Gelin

Zeynep ZÂHİDE

Zeynep ZÂHİDE

22 Oca 2017 22:29
  • Şehir hayatı bazen, bizler gibi gurbeti vatan-i asli kabul edinmiş, bazen üç-beş yılda bazen de yılda bir defa üç-beş günlüğüne memlekete gidenler, memlekette kalan akrabalarını ihmal etmiş olabiliyorlar. On beş Temmuz sahte darbe tiyatrosundan sonra ülkemizde yaşanan stres ortamı adeta cinnet halini almıştı. Yaklaşık elli beş altmış gün sonra gelen kurban bayramını vesile yapıp biz de Sıla-i Rahim yapmak amacıyla uzun zamandan beri gitmediğimiz memleketin yolunu tuttuk. 

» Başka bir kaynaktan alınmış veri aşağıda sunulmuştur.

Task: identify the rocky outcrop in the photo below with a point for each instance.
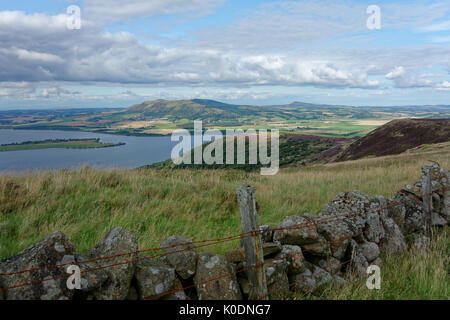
(303, 254)
(155, 279)
(116, 253)
(224, 285)
(180, 253)
(40, 279)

    Biz memleketten ayrıldığımızda hayat dolu cıvıl cıvıl olan nicelerinin beli bükülmüş piri fani ihtiyarlar olduğuna, çocuk olanların çocukları olduğuna, bebeklerin birer delikanlı olduğuna şahit olduk. Her ne kadar ara sıra gelsek de herkesi bir arada göremeyince birbirimizden habersiz yaşayıp gidiyorduk. Yıllardır ilk defa bayramı memlekete geçiriyordum. Daha evvel hep yaz tatillerinde gelir bizim gibi farklı memleketlerde yaşayan eş dost ve akrabalardan haberdar olamazdık. Çünkü herkesin tatili farklı tarihlerde olabiliyor. Haberimiz olsa da görüşmek başkaydı tabii. 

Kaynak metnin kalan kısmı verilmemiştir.